Le condizioni per l’esercizio dell’attività sono definite nell’articolo 2 che prevede che i titolari dei centri autorizzati ai sensi della Legge n. 870/1986 debbano indicare i riferimenti degli assistenti alle operazioni tecniche che svolgono la propria attività presso i centri medesimi o presso gli studi di consulenza automobilistica individuati ai sensi della Legge n. 264/1991; ciò dovrà avvenire rendendo una dichiarazione sostitutiva di atto notorio conforme al modello previsto nell’allegato A del nuovo Decreto, nel quale andranno riportate le generalità dei soggetti individuati per questo compito.
Una volta compilata, tale dichiarazione andrà trasmessa all’Ufficio di Motorizzazione Civile competente per territorio, nei termini fissati dal medesimo ufficio per la presentazione del periodico fabbisogno delle sedute di revisione, al fine di consentire la programmazione e l’organizzazione delle sedute stesse in conformità con quanto previsto dal D.M. n. 191/2025.

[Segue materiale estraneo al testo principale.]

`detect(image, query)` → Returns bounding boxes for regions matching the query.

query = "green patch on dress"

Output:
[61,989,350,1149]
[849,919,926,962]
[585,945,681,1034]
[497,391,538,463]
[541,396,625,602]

La dichiarazione dovrà essere resa ogniqualvolta vi sia una variazione delle figure individuate nel modello precedentemente trasmesso. Qualora le persone indicate fossero impossibilitate a presenziare alla seduta di revisione, il titolare del centro 870 dovrà rendere una nuova dichiarazione secondo il modello di cui all’Allegato “A” del decreto, prima dell’inizio della seduta, individuando uno o più assistenti tecnici in sostituzione, da consegnare all’ispettore abilitato o autorizzato ad effettuare la seduta di revisione; se, tuttavia, non fosse possibile individuare soggetti in sostituzione di quelli riportati in dichiarazione ma impossibilitati a presenziare alla seduta di revisione, a quel punto l’ispettore abilitato o autorizzato procederà in autonomia, attenendosi al numero massimo di operazioni stabilito in assenza di assistenti tecnici.
Il 21 gennaio 2026, la Direzione Generale per la Motorizzazione è poi intervenuta con una nota in risposta ad alcune segnalazioni pervenute anche da imprese di autotrasporto, dove si lamentava l’allungamento delle attese per poter svolgere le operazioni di revisione a seguito del nuovo D. M. 191/2025, soprattutto per quanto riguarda i rimorchi e i semirimorchi (cat. O3 e O4).
La D. G. MOT ha fornito una pronta risposta a queste lamentele, innanzitutto ricordando alle Direzioni territoriali la raccomandazione, già più volte diramata, di assicurare la piena risposta alla domanda di servizio proveniente dall'utenza, facendo ricorso non solo agli ispettori abilitati, ma anche agli ispettori autorizzati in modo strutturale e non episodico.
Se, nonostante questa raccomandazione, non fosse possibile soddisfare le richieste dell’utenza, le Direzioni territoriali sono state inviate a segnalare questa situazione alla D. G. Mot. affinché disponga il temporaneo impiego di ispettori autorizzati provenienti da altri ambiti territoriali.
Infine, la D. G. MOT ha reso noto che è in via di costituzione una task force permanente, composta prevalentemente da esaminatori, da mettere a disposizione del territorio per supportare gli Uffici della Motorizzazione Civile nell'evasione delle richieste di sedute, in caso di carenza del personale.